1.Lagos International Jazz Festival
Africa’s most populous city plays host to the annual outdoor Lagos Jazz
Festival every November, as the dry season begins. In true bombastic
Nigerian style, the month of November has accordingly been named Jazz
Month, and festivities around the mammoth event have been dubbed the
Jazz Series. The three-day festival has been inviting international and
Nigerian jazz aficionados to its stages since 2010 and previous artists
have included Hugh Masekhela, Morrie Louden and jazz heavyweights Four play.
2.Asabaako Music Festival
Asabaako Music Festival in beachy Busua is Ghana’s fledgling foray into
the international festival arena. The festival hosts DJs from Ghana,
Europe and the USA and features everything from frenzied YouTube
sensation Azonto dancing to London afrotronica, with a single purpose in
mind: keep it African. The jungle stage uses Busua’s unique proximity
to the unchartered African wild to throw a mega-bush party at the end of
every festival.
3.Sauti Za Busara
East Africa’s No. 1 festival brings people together in celebration of the richness and variety of African music.

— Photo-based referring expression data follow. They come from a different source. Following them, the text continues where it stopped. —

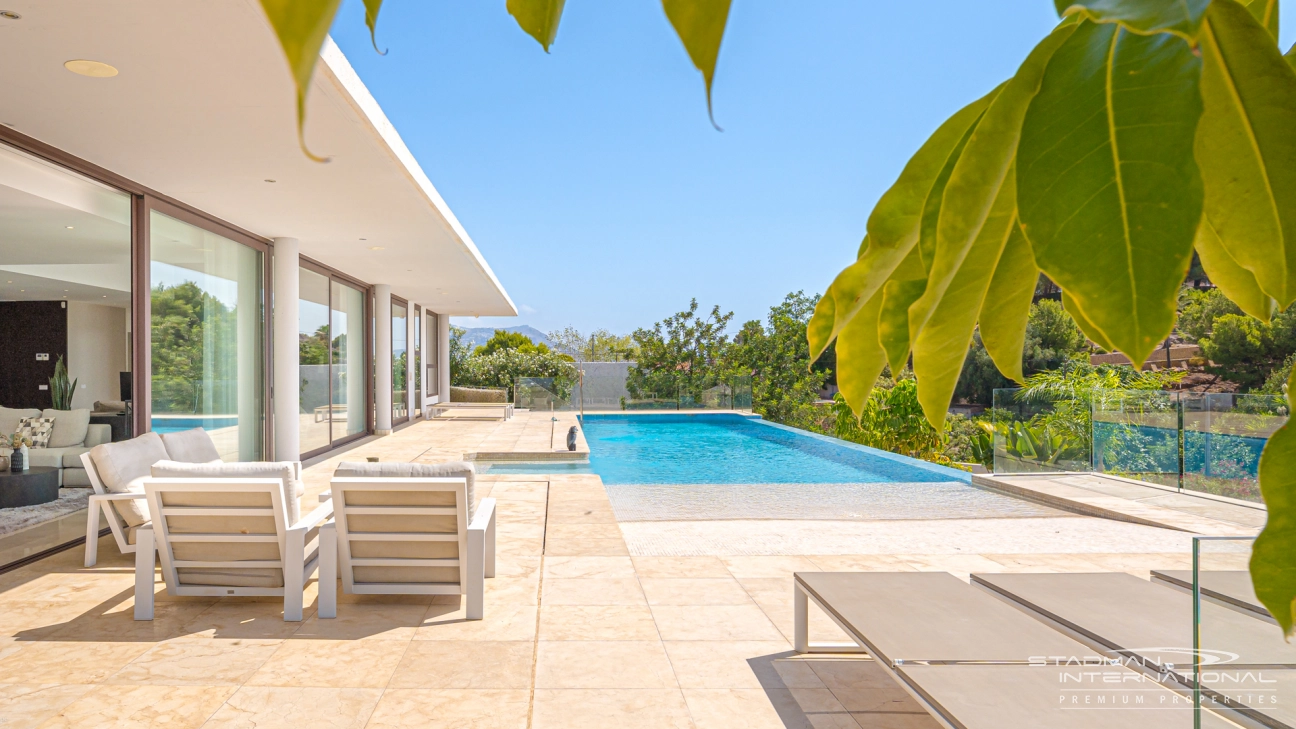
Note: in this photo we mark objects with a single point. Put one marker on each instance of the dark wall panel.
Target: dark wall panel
(29, 328)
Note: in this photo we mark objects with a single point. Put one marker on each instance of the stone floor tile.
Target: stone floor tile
(749, 708)
(599, 708)
(271, 707)
(451, 708)
(465, 664)
(714, 623)
(127, 707)
(727, 664)
(594, 590)
(68, 662)
(666, 590)
(197, 663)
(355, 664)
(603, 664)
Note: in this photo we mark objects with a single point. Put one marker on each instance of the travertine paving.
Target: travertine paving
(578, 632)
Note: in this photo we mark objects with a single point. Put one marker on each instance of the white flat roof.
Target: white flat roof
(202, 110)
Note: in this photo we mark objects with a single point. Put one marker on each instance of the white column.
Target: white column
(287, 350)
(382, 365)
(443, 357)
(411, 393)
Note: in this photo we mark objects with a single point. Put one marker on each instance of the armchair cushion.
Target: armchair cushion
(450, 470)
(284, 471)
(70, 427)
(123, 466)
(191, 446)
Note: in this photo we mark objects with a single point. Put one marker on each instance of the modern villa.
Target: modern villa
(237, 487)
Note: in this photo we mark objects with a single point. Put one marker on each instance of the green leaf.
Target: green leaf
(1086, 326)
(1007, 305)
(901, 291)
(1273, 558)
(700, 25)
(942, 344)
(1265, 13)
(1146, 17)
(539, 18)
(1108, 191)
(1234, 280)
(1247, 149)
(371, 18)
(979, 177)
(301, 27)
(859, 356)
(893, 230)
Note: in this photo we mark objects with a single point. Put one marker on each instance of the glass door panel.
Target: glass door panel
(347, 415)
(206, 334)
(312, 324)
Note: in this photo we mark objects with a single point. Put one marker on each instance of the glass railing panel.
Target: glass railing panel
(1036, 435)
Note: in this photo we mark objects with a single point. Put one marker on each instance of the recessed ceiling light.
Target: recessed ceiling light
(92, 69)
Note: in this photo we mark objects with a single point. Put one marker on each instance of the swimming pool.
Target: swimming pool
(731, 466)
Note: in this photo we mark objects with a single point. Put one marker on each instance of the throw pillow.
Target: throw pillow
(38, 430)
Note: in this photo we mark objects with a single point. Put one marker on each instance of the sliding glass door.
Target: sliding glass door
(208, 336)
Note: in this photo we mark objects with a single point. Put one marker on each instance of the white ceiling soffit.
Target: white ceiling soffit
(202, 110)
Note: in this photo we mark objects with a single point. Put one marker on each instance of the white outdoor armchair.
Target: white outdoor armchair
(407, 535)
(220, 537)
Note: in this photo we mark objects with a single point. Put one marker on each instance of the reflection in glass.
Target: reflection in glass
(399, 362)
(312, 318)
(347, 353)
(206, 296)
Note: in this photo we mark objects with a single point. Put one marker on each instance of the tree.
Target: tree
(784, 387)
(503, 339)
(681, 356)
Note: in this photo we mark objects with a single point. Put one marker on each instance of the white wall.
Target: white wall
(96, 350)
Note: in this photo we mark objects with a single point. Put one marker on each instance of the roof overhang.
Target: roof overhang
(202, 110)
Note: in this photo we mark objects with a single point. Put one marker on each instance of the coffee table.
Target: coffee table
(38, 484)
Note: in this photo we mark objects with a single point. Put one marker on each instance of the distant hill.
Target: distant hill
(477, 336)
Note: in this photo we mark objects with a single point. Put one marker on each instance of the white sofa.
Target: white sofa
(73, 436)
(119, 471)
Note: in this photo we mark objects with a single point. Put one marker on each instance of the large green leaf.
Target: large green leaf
(941, 346)
(1273, 558)
(1181, 17)
(859, 356)
(979, 177)
(1247, 148)
(700, 25)
(1108, 192)
(301, 27)
(1007, 305)
(539, 18)
(893, 230)
(1234, 280)
(1265, 13)
(371, 18)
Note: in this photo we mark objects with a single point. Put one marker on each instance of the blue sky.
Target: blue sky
(592, 180)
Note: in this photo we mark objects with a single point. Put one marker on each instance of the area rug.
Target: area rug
(20, 518)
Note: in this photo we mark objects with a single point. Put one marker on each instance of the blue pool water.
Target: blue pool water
(174, 424)
(673, 467)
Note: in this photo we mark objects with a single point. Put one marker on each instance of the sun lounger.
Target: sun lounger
(1122, 615)
(975, 662)
(1226, 586)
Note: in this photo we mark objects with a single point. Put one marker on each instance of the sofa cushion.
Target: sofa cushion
(70, 426)
(9, 418)
(123, 466)
(450, 470)
(191, 446)
(284, 471)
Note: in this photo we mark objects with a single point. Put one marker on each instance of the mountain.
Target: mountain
(477, 336)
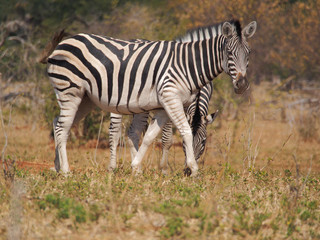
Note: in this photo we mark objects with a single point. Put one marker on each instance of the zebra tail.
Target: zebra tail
(58, 36)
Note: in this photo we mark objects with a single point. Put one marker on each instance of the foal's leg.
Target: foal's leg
(166, 145)
(114, 135)
(138, 125)
(159, 120)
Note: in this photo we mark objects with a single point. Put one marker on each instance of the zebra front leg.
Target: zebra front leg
(138, 125)
(159, 120)
(166, 145)
(174, 108)
(114, 135)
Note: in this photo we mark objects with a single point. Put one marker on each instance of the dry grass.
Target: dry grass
(259, 180)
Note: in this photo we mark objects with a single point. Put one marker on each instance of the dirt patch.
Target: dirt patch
(32, 166)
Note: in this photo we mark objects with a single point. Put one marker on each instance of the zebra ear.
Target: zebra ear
(227, 29)
(250, 29)
(211, 117)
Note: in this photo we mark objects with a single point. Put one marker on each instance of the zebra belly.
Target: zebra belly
(132, 106)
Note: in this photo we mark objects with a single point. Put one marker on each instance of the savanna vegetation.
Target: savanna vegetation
(260, 173)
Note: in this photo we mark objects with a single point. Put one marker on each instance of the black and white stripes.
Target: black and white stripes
(129, 77)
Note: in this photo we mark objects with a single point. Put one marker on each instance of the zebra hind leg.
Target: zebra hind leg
(138, 125)
(114, 135)
(62, 124)
(175, 111)
(166, 145)
(159, 120)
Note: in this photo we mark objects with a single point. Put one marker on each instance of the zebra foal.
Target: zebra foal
(130, 77)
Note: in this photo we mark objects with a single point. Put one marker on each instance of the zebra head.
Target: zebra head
(236, 52)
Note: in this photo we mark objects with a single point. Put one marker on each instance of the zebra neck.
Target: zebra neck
(203, 60)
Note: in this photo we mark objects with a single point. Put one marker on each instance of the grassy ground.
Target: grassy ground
(259, 179)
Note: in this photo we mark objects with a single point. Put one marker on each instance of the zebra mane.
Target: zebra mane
(208, 32)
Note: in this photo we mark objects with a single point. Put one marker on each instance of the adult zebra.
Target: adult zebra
(129, 77)
(196, 113)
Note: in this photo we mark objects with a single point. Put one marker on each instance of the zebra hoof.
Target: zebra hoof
(136, 170)
(111, 169)
(164, 172)
(187, 172)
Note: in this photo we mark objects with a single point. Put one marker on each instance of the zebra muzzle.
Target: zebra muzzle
(241, 84)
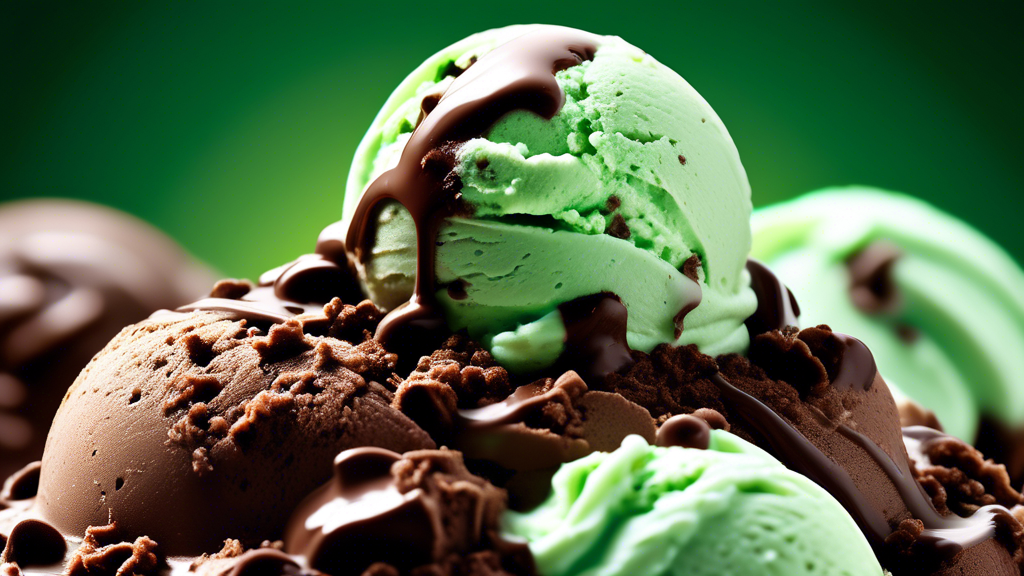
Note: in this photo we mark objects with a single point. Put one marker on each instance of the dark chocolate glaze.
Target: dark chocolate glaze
(361, 518)
(945, 536)
(684, 430)
(856, 367)
(777, 306)
(799, 454)
(20, 487)
(301, 286)
(948, 536)
(595, 335)
(34, 542)
(518, 75)
(264, 562)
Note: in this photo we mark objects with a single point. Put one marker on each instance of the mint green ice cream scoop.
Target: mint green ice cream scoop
(728, 510)
(634, 175)
(940, 304)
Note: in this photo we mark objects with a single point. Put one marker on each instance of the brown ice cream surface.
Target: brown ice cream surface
(192, 428)
(214, 423)
(72, 275)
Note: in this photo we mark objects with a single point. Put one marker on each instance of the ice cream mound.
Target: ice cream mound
(605, 362)
(72, 275)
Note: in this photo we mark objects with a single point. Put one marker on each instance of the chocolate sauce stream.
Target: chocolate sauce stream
(518, 75)
(799, 454)
(776, 305)
(595, 336)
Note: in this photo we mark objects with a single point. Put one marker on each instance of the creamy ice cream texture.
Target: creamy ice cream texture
(939, 303)
(632, 176)
(72, 275)
(729, 508)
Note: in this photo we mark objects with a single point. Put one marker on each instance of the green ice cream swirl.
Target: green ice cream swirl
(729, 510)
(952, 341)
(634, 175)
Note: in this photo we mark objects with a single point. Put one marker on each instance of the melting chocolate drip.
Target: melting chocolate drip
(777, 306)
(871, 286)
(361, 518)
(301, 286)
(946, 536)
(799, 454)
(595, 335)
(33, 542)
(685, 430)
(856, 367)
(496, 433)
(693, 296)
(264, 562)
(518, 75)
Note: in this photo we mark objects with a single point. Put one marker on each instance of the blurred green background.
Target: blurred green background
(231, 125)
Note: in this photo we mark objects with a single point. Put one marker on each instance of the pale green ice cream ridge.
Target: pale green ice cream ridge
(729, 510)
(961, 292)
(633, 145)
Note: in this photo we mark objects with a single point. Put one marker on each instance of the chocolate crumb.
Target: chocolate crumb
(617, 228)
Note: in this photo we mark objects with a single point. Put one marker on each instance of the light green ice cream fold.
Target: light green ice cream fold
(633, 145)
(961, 292)
(729, 510)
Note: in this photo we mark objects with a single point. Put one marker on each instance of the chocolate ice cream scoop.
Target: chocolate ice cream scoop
(419, 510)
(192, 428)
(72, 274)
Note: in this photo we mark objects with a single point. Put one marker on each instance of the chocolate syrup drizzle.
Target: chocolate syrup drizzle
(777, 307)
(946, 536)
(518, 75)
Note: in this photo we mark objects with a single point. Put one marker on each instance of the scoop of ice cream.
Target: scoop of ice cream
(629, 176)
(72, 275)
(192, 428)
(728, 509)
(940, 305)
(420, 510)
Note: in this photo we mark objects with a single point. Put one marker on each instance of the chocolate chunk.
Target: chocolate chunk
(684, 430)
(33, 542)
(385, 512)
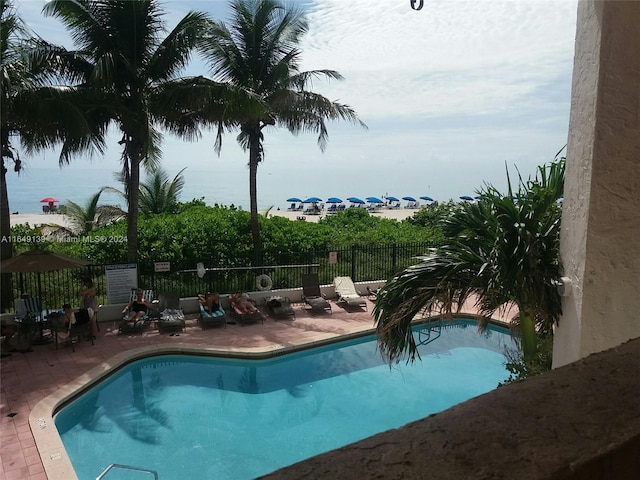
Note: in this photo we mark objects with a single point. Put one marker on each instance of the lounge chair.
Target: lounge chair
(171, 315)
(279, 307)
(215, 319)
(134, 327)
(311, 293)
(243, 316)
(139, 325)
(347, 293)
(79, 330)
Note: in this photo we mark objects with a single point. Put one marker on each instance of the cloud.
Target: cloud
(452, 57)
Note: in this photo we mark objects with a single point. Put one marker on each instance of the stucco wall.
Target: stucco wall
(600, 244)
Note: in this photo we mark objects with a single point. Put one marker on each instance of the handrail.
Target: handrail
(126, 467)
(223, 269)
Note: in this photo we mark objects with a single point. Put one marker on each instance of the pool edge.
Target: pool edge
(57, 464)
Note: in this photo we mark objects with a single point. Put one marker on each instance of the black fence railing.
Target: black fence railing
(285, 269)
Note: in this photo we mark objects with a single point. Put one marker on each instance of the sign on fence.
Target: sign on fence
(120, 280)
(162, 266)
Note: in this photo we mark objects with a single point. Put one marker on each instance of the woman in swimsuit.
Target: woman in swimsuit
(137, 307)
(210, 302)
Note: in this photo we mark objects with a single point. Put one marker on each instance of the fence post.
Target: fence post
(354, 277)
(394, 259)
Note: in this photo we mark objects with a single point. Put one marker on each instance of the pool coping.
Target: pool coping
(55, 460)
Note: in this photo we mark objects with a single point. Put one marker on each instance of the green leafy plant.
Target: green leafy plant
(503, 249)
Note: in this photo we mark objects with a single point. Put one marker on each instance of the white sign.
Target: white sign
(162, 266)
(120, 280)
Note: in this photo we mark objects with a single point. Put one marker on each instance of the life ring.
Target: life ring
(263, 282)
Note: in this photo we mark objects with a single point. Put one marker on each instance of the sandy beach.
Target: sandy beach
(394, 214)
(34, 219)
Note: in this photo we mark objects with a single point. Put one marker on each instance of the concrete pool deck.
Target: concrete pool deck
(33, 384)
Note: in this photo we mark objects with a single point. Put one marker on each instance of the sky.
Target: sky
(452, 95)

Everything about Stone Town speaks of antiquity except Sauti Za Busara Music Festival, now in its 10th
year. Thousands flock from all over the world to experience partying in
the forts, amphitheaters and historic buildings that make this island
city a big tourist hit through the seasons. The two hundred musicians
provide most of the allure, but African music documentaries, traditional
ngoma song and dance, fashion shows, dhow races, open-mic sessions,
after-parties and orchestras are also included in buzz of activities.
4.Rift Valley Festival
Music festival could just as easily meet safari in this magical
adventure tour of one of Africa’s most attractive areas. Taking place on
the shores of endless Lake Naivasha deep in Kenya’s Great Rift Valley,
the aptly named festival drew around 5000 people in 2011 and is billed
as a ‘musical experience in the cradle of humankind.’ While afrobeat
dominates the bill, internationals such as DJ Yoda have also graced the
stage in the event’s 3-year history.
5. Bayimba International Festival
The Bayimba International Festival of the Arts is without a doubt
Uganda’s number one music festival. Curated by the local Bayimba
Cultural Foundation in capital city Kampala, the festival seeks to serve
as a platform for artistic expression and creative entrepreneurship as
well as give festival-goers an insight into the throbbing culture of the
equatorial nation. In the past 5 years the festival has grown from 100
to 55 000 guests, and has progressively included more foreign nationals
on the bill, which refreshingly features R&B, urban and jazz as well
as familiar lashings of afro-beat and comedy.
6.Mawazine
Mawazine (“Rhythms”) is one the world’s biggest music festivals. Past
Mawazine festival acts have included international heavyweights Mariah
Carey, Stevie Wonder, Shakira, Whitney Houston, Lenny Kravitz, LMFAO and
Evanescence. The city of Rabat in Morocco plays host to this juggernaut
of global pop culture for the 12th time in 2013, and will be
headlined by 10-time Grammy award-winner George Benson. The
star-studded 9-day festival is free to many, and routinely attracts
numbers of up to 1 million people.
7.Oppikoppi
Oppikoppi is one of South Africa’s longest running outdoor music
festivals. Taken from the Afrikaans phrase meaning ‘on the hill’,
Oppikoppi is credited with kick-starting the South African rock
revolution in the late 90s. Still staged atop a hill 18 years later, the
festival now boasts artists of all genres, including rock, hip hop,
hardcore, punk, ska, folk, blues, drum ‘n bass, big beats, funk, kwaito,
jazz, traditional, world music, metal and indie, and attracts around
20,000 campers annually.
8.Festival sur le Niger
Perhaps misleadingly, Festival sur le Niger takes place not in Niger
itself but along the banks of the vast Niger River in Segou, Mali. The
main stage is positioned with the river as a backdrop. The festival is
rich in cultural and high-energy African traditional dance music. Masks,
costumes and animals are not uncommon in the crowds. Previous artists
in the festival’s 9-year history have included Fema Kuti, King Mensah,
Amadou & Mariam, and Oumou Sangare.
9.Festival d’Essaouira
Held annually in the Moroccan town of Essaouira, FDE is an international
world music event featuring over 30 acts from Morocco and beyond. Known
to some as “Morocco’s answer to Woodstock”, the coastal town has
achieved fame as a cultural getaway with its enchanting maze of streets
and beautiful beaches. The festival has been running for the past 15
years. While the local youth are drawn in by international acts like
France’s electro-rock export Nasser, foreign visitors will be
snake-charmed by the abundance of traditional and mystical Ghawa music
on the bill.
10.Festival au Desert
The 2013 Freemuse Award for Freedom of Musical Expression went to
Festival au Desert in Mali, which, as music festivals go, is about as
aptly named as can be. With origins in the trading meetings between the
Toureg nomads, the festival has been oozing authenticity and gradually
opening doors of the unstable region to the Western world since 2001.
Expect camels and breath-taking sunsets in the arid festival site two
hours from Timbuktu, and bring your own tent.